Paylaş
Anneler ister ilkokul çağında olsun ister üniversite olsun hiç fark etmez, özellikle okul çağlarındaki çocuklarının kendilerini dinlemediğinden şikayet ediyor ve dediklerini yapmadığını anlatıyorsa onlara çocukları ile ilişkilerini soruyorum. Her zaman onun iyiliği için çok müdahale ettiklerini; eve geliş saatlerinden arkadaş seçimlerine, akşam televizyon seyretmelerinden yatma saatine kadar yaşantılarını ayarlamaya çalıştıklarını, bunlar için sürekli olarak ona müdahale ettiklerini ama çocuklarının kendilerini dinlemediğini anlatıyorlar. Tehdit etmek, cezalandırmak bir işe yaramadığı gibi daha da kötü sonuçlara sebep olmakta ve gözlerinin içine baka baka dediklerini yapmamaktalar.
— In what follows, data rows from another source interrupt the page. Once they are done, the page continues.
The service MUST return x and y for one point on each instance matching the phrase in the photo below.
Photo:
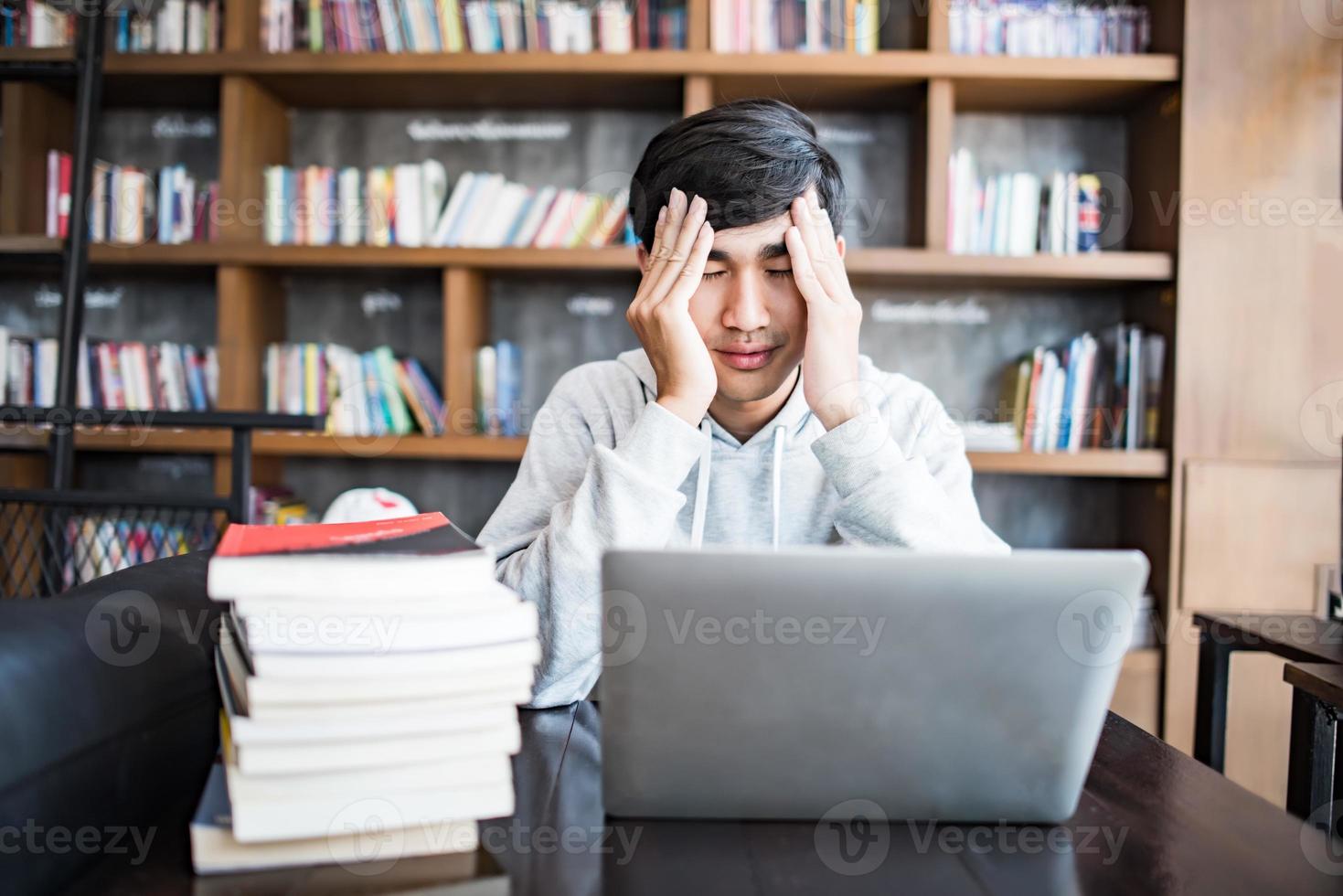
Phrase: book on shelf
(112, 375)
(132, 206)
(387, 667)
(31, 23)
(472, 26)
(1021, 214)
(1048, 28)
(369, 392)
(1096, 392)
(807, 26)
(410, 205)
(97, 543)
(169, 26)
(498, 389)
(278, 506)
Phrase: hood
(793, 418)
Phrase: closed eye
(771, 272)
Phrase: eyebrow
(767, 251)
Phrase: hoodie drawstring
(781, 437)
(701, 486)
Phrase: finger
(646, 283)
(804, 217)
(821, 246)
(690, 275)
(804, 272)
(680, 252)
(670, 231)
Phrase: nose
(746, 305)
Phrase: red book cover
(1031, 400)
(424, 534)
(63, 200)
(642, 25)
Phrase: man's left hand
(830, 355)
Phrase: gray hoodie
(606, 466)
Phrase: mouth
(747, 357)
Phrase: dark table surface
(1320, 680)
(1302, 638)
(1151, 821)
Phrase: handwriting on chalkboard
(380, 301)
(967, 314)
(584, 305)
(847, 136)
(50, 297)
(485, 131)
(177, 126)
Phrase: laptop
(813, 683)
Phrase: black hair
(747, 157)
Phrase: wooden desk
(1299, 638)
(1151, 821)
(1314, 784)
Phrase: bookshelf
(257, 94)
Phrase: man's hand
(830, 354)
(661, 309)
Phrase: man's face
(748, 309)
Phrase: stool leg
(1214, 667)
(1310, 773)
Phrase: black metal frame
(1219, 640)
(48, 506)
(1312, 774)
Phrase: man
(748, 417)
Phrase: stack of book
(409, 205)
(371, 675)
(498, 389)
(1048, 28)
(116, 377)
(132, 206)
(472, 26)
(1094, 394)
(361, 392)
(174, 26)
(32, 23)
(809, 26)
(1017, 214)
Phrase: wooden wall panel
(1253, 534)
(1259, 291)
(1254, 495)
(1254, 531)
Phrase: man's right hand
(661, 309)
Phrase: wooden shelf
(1150, 464)
(900, 265)
(1031, 271)
(1147, 464)
(642, 78)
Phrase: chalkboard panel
(364, 309)
(144, 306)
(152, 139)
(1044, 144)
(594, 149)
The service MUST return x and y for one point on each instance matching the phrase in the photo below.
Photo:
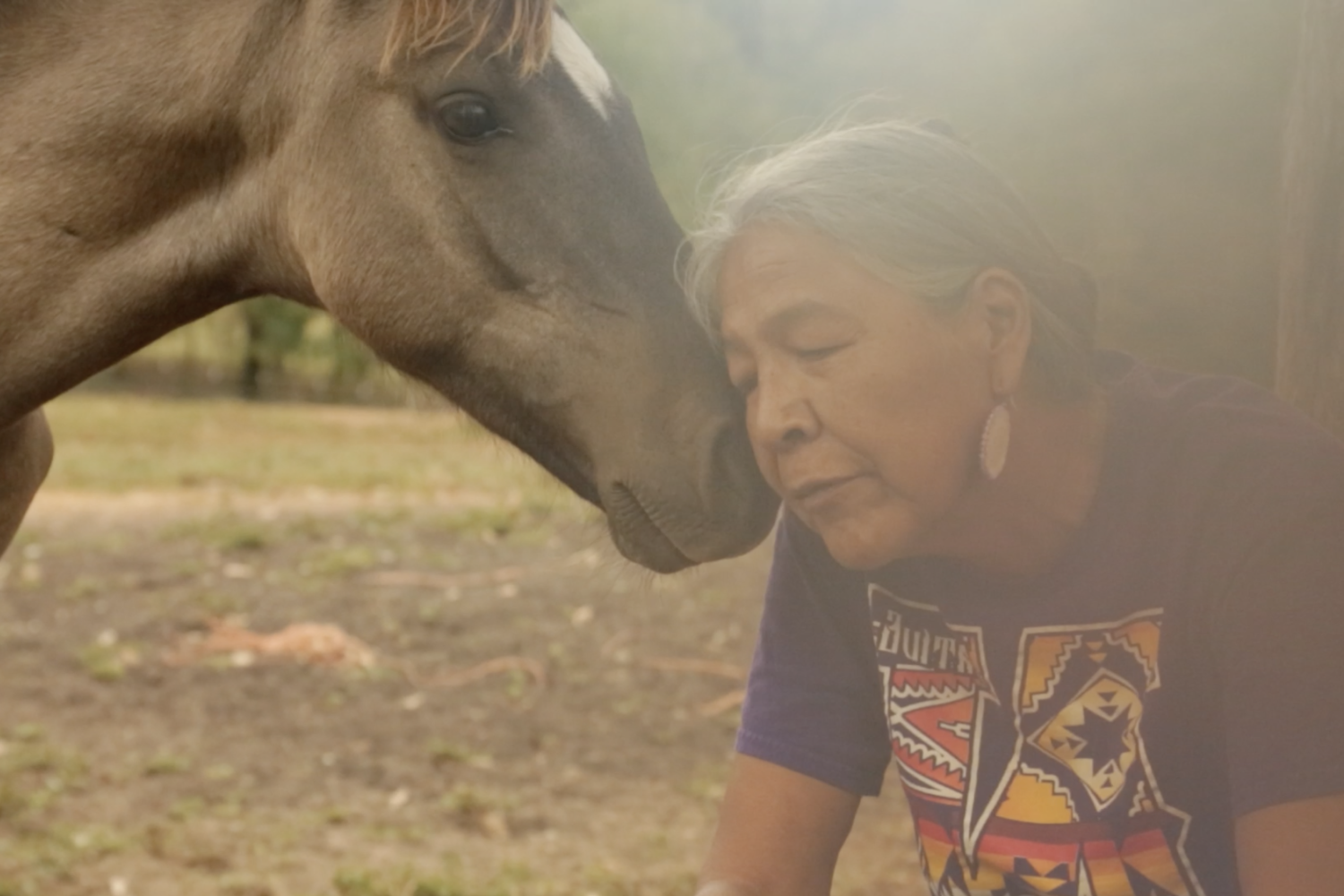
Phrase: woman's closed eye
(819, 352)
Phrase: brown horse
(457, 182)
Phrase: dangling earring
(994, 443)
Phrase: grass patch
(117, 444)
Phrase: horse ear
(518, 29)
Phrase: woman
(1093, 608)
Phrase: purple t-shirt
(1094, 729)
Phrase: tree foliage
(1145, 134)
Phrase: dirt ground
(585, 756)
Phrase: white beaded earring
(994, 443)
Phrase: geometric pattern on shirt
(935, 685)
(1096, 737)
(1066, 756)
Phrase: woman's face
(865, 408)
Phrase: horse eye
(470, 118)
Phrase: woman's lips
(819, 490)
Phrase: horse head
(461, 185)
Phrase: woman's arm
(780, 833)
(24, 460)
(1293, 848)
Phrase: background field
(123, 774)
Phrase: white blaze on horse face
(580, 64)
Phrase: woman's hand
(780, 833)
(24, 460)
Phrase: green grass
(118, 444)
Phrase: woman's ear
(1000, 301)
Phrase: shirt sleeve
(1279, 649)
(814, 699)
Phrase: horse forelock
(516, 29)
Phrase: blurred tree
(1311, 333)
(274, 328)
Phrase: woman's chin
(863, 547)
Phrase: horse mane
(518, 29)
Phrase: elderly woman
(1094, 608)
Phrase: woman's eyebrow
(800, 312)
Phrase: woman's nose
(780, 417)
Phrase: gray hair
(919, 210)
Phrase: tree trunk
(1311, 298)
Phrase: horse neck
(131, 201)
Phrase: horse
(457, 182)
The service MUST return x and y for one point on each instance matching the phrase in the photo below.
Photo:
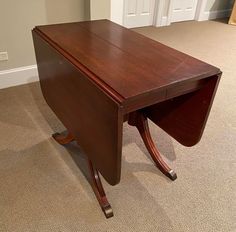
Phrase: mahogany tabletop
(122, 62)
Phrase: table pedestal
(134, 119)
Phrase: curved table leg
(99, 191)
(63, 139)
(140, 121)
(94, 176)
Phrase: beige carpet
(42, 188)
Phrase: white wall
(117, 7)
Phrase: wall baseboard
(18, 76)
(215, 14)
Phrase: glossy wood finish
(128, 66)
(93, 117)
(140, 121)
(95, 75)
(184, 117)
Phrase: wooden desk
(95, 75)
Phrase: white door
(183, 10)
(138, 13)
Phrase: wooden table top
(122, 62)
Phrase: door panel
(138, 13)
(183, 10)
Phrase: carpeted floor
(42, 188)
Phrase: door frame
(165, 20)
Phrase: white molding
(159, 7)
(201, 6)
(18, 76)
(216, 14)
(164, 21)
(169, 14)
(117, 11)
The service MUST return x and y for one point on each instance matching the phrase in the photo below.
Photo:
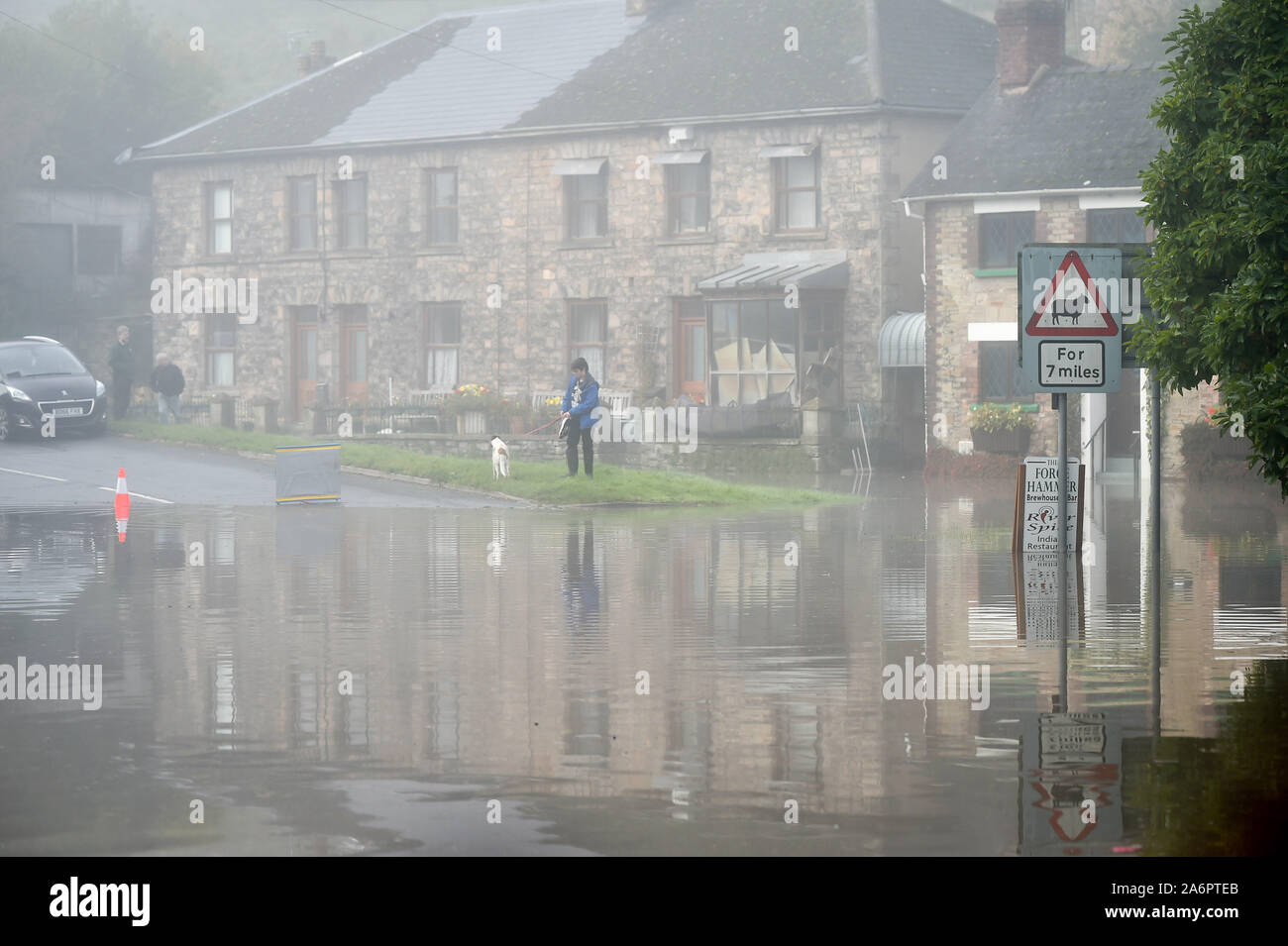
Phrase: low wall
(719, 459)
Çocuklarımızla yüzgöz olmamızın nedeni onlara çok müdahale etmemiz. Bana göre en iyi ebeveyn; en az gören, en az duyan anne-baba olandır. Böyle olduğunda çocukları da daha çok laf dinliyor, en azından ilişki belli bir seviyede gidiyor. Çocuklarına çok karışan, sınıftaki arkadaşı ile konuşmasını yasaklayan anne babalar ise çocuklarını fark etmeden itaatkarsızlığa ve yalancılığa sevk ediyorlar. Öyle ki en sevdiği arkadaşı ile görüşmesi istenmediğinde ve itiraz dinlenmediğinde çocukların ya da gençlerin verdiği en büyük tepki bildiklerini okuyup bunu anne babalarına yansıtmamaları. Aileler ise durumu öğrendiklerinde mutsuz olup nerede hata yaptıklarını düşünmeye başlamaktalar. Belki de hata çok daha başlangıçlarda onunla yüzgöz olmakta başlıyor.
Hiçbir şey için geç değil. Önemli olan hatalardan dönmek ve bugüne kadar yaptığımız hataları tekrarlamamak. Bunu yaptığımız sürece çocuklarımızla yüzgöz olmayız ama yapmadığımızda pişmanlık onlara baktıkça yakamızı bırakmaz, keşkeler de bir işe yaramaz.